Kidney Research and Clinical Practice (Jun 2012)
Putative Role Of Fgf 23 In The Development Of Hypophosphatemia And Bone Fructures In An Anemic Patient Treated By Intravenous Saccharated Ferric Oxide
Abstract
A post-menopausal patient with normal kidney function was referred to our hospital because of severe lumber pain. She had been treated by initially oral, and then by intravenous iron for longer than five years for the treatment of iron deficiency anemia due to recurrent GI bleeding. On admission, multiple lumber bone fracture with low bone mineral density was confirmed. Laboratory tests revealed severe hypophosphatemia (1.6 mg/dl) with slight decrease of calcium ion level. Serum levels of 25D and 1,25D were low normal, while increase of intact PTH (83.9 pg/ml) and FGF23 (60 pg/ml) were observed. After terminating intravenous iron supplement, her symptoms and hypophsophatemia were gradually normalized with oral active vitamin D treatment.
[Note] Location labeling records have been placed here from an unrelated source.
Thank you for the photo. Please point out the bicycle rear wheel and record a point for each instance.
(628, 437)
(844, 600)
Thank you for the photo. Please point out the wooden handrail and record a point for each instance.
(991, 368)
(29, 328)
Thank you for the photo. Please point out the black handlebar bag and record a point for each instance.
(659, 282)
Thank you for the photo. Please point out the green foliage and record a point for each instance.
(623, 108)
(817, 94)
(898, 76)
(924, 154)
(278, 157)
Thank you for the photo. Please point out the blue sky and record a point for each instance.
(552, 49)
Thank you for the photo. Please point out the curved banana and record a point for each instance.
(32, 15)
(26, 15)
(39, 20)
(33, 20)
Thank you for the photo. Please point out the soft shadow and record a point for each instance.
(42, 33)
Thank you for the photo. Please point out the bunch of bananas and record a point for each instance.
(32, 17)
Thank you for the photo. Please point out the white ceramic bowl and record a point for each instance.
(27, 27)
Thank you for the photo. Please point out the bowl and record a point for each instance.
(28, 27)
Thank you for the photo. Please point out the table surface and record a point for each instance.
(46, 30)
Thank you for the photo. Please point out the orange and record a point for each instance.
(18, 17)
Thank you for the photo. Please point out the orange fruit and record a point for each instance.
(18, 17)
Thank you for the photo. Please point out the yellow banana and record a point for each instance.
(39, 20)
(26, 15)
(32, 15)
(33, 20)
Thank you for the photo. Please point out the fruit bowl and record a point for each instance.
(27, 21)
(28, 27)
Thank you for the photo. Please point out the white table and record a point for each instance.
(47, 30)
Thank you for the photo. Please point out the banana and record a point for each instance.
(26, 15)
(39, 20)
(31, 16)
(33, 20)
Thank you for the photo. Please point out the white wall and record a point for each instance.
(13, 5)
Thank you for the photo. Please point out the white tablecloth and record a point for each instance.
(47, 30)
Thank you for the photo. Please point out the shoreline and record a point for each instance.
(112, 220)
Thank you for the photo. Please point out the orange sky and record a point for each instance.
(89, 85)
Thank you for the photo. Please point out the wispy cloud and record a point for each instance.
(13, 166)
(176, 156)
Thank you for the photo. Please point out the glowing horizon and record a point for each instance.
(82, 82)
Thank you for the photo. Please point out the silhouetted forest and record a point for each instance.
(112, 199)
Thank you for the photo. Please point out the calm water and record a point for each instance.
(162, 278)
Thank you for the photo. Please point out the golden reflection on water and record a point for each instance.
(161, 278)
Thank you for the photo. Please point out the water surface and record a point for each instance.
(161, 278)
Although we could not completely exclude the contribution of disturbed iron absorption from the intestine, damages of proximal tubular cells by iron, and osteomalacia caused by the deposition of iron, increased FGF23 level may have played critical roles in the development of severe hypophosphatemia in this patient. Such hypophosphatemia due to high FGF23 has recently been reported in patients treated by intravenous sacharated ferric oxide.